As reflected in the wizardly wisdom at the beginning of this paper, though psychological stress may often “all be in our heads”, it can still have very real effects on physiology, and ultimately, health. Initial evidence suggests that neural regions implicated in processing threat, safety, and the self and others are related to physiological responses to stress, but much more research is needed to fully understand these relationships. It is an exciting time, as the “black box” of the brain can now be opened and we can begin to identify the neurocognitive processes that translate stressful situations into physiological changes that are relevant for health.
The authors would like to thank George Slavich, Tristen Inagaki, Alexandra Dupont, and members of the UCLA Social & Affective Neuroscience Lab for their helpful comments on previous drafts of this paper. Preparation of this article was supported by an NSF Graduate Research Fellowship (to KAM), a pre-doctoral NRSA training fellowship (T32 MH015750-31A1 to KAM), and a National Institutes of Mental Health grant (R01MH091352 to NIE).

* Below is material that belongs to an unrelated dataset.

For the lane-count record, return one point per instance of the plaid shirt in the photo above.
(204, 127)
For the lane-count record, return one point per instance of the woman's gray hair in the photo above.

1Under non-stressful conditions, increases in blood pressure are typically associated with decreases in heart rate, and this inverse relationship is mediated by a set of specialized neurons called baroreceptors. Baroreceptors, which respond to increases in blood pressure, increase their firing rate to initiate decelerations in heart rate, a phenomenon known as the baroreflex (Dampney, 1994). Under conditions of stress, the baroreflex is suppressed, thus unlinking the inverse relationship between blood pressure and heart rate and allowing for simultaneous rises in both (Gianaros et al., 2011).